1School of Life Sciences and Bio-engineering the Nelson Mandela African Institution of Science and Technology (NM-AIST), P. O. Box 447, Arusha, Tanzania
2Naliendele Agricultural Research Institute, P. O. Box 509, Mtwara, Tanzania
*Tel: +255 766 262655 Fax: +255 272 970016 E-mail: majuned@nm-aist.ac.tz ORCID https://orcid.org/0000-0002-2335-5985
Received November 15, 2018; Revised November 21, 2018; Accepted November 21, 2018.
cc This is an open access article distributed under the terms of the Creative Commons Attribution Non-Commercial License (http://creativecommons.org/licenses/by-nc/4.0/), which permits unrestricted non-commercial use, distribution, and reproduction in any medium, provided the original work is properly cited.
Abstract
Cashew (Anacardium occidentale L.) is an export crop and source of income in Tanzania. However, its productivity is challenged by insect pests and diseases. Cashew Leaf and Nut Blight Disease (CLNBD) caused by Cryptosporipsis spp. has been cited as one of the most devastating diseases in Tanzania. Studies were conducted to investigate incidences and severities of CLNBD on cashew in farmers’ fields and elite cashew hybrids developed in 1996 and 1998 in eastern and southern zones of Tanzania. Furthermore, a screen house experiment was conducted to screen these hybrids against CLNBD at Naliendele Agricultural Research Institute (NARI), Mtwara, Tanzania. The results indicated significant differences (P<0.001) in CLNBD incidences and severities in cashew in farmers’ fields across Bagamoyo, Nachingwea and Mtwara districts.
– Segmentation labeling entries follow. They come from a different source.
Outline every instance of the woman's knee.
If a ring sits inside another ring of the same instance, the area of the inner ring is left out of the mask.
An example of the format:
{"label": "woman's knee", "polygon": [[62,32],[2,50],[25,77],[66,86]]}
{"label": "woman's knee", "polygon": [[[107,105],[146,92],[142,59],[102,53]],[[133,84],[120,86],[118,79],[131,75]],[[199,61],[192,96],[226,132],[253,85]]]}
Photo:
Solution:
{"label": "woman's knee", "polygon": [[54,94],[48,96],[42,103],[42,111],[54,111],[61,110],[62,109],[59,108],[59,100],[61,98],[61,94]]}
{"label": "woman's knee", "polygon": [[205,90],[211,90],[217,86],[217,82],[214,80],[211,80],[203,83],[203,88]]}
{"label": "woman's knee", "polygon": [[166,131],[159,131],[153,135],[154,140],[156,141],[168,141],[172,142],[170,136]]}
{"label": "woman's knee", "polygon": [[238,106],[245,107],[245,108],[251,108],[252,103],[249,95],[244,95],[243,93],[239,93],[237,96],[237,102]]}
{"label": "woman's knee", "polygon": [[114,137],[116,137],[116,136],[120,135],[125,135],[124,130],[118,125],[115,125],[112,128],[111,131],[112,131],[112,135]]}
Further, there were significant differences (P<0.001) among hybrids in CLNBD severities in the screen house experiment. In ranking the elite cashew hybrids, 38 were tolerant and 14 were susceptible to CLNBD. This observation suggests that elite cashew hybrids developed in 1996 and 1998 are more tolerant to CLNBD compared to cashew found in farmers’ fields. These findings strongly suggest that the elite cashew hybrids can be recommended for commercial farming in Tanzania.